Central Asia has spent three years signing things. Memoranda with Washington and Brussels, strategic partnership frameworks, a joint investment framework with Uzbekistan in February, a ministerial that drew 54 countries. The diplomacy is real. The funded, operating mines and refineries are harder to find.
The numbers explain why this matters. By the Oxus Society’s count, China takes roughly half of the critical minerals exported from Central Asia, and by other measures as much as 70 percent of selected minerals. China is also the largest foreign investor in the region’s mining and holds most of the permits in Kyrgyzstan and Tajikistan. The EU’s share of these exports sits around 6 percent.

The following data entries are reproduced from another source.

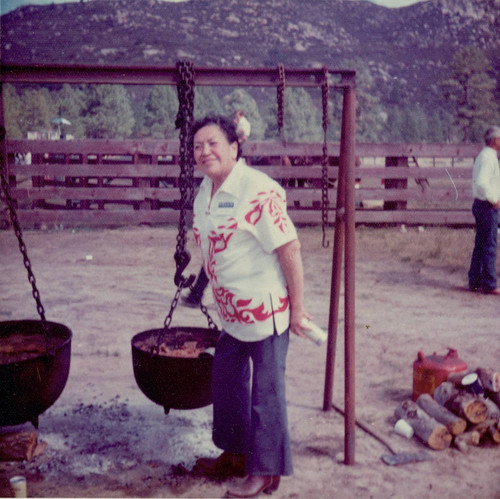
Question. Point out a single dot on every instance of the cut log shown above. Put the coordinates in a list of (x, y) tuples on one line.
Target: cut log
[(488, 428), (444, 392), (493, 409), (464, 440), (426, 428), (468, 406), (494, 396), (456, 378), (18, 446), (490, 379), (453, 423)]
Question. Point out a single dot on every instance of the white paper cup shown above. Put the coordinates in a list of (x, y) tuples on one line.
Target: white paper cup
[(18, 486), (314, 332), (403, 428), (472, 384)]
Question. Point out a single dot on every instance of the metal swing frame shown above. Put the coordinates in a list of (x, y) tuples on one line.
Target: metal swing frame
[(344, 243)]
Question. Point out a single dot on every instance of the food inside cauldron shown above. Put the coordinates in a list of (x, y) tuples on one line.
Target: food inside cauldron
[(18, 346), (177, 343)]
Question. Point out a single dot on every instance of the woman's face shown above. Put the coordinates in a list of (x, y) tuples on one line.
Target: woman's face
[(213, 153)]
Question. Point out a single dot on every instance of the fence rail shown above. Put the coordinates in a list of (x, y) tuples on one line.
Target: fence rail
[(114, 183)]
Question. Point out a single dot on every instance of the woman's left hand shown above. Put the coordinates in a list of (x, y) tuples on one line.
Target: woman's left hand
[(296, 318)]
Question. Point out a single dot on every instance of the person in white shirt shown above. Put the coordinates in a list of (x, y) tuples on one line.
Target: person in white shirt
[(486, 190), (243, 127), (251, 254)]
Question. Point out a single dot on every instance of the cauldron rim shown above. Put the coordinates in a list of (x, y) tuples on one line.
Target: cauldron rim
[(33, 322), (26, 405), (173, 382)]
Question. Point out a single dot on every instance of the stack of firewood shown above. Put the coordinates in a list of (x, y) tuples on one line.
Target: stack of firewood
[(454, 415)]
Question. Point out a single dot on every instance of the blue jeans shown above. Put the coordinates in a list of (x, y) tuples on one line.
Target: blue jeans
[(482, 272), (250, 415)]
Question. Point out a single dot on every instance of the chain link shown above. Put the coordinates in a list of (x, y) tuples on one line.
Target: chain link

Set against that, the Western flagship is a single tungsten project in Kazakhstan, the Cove Capital and Tau-Ken Samruk venture worth about $1.1 billion, still waiting on letters of interest from the US Export-Import Bank and the Development Finance Corporation. The headline figure of $64 billion in deals that Kazakhstan and Uzbekistan signed with American firms in late 2025 turns out, on inspection, to be mostly purchases of American goods: Boeing jets, locomotives, John Deere machinery. Money flowing the other way, into Central Asian rock, is thin.
China still takes the majority of Central Asia’s critical-mineral exports. The West’s share is measured in single digits.
The point others skip is where the value sits. Shipping raw ore is low-margin and leaves the processing, and the profit, to China. The opening for Kazakhstan and Uzbekistan is to build midstream capacity, refining and intermediate products, rather than dig and export. That runs into two walls the communiqués rarely mention: power and governance. Mining already accounts for 69 percent of Kazakhstan’s industrial energy use, and the grid upgrades the sector needs have been costed at $25 billion to $49 billion.
So the bottleneck is not the supply of signatures. It is bankability, electricity and the willingness of Western lenders to finance projects in jurisdictions where China holds the infrastructure. Until that changes, the agreements will keep multiplying and the export map will keep pointing east.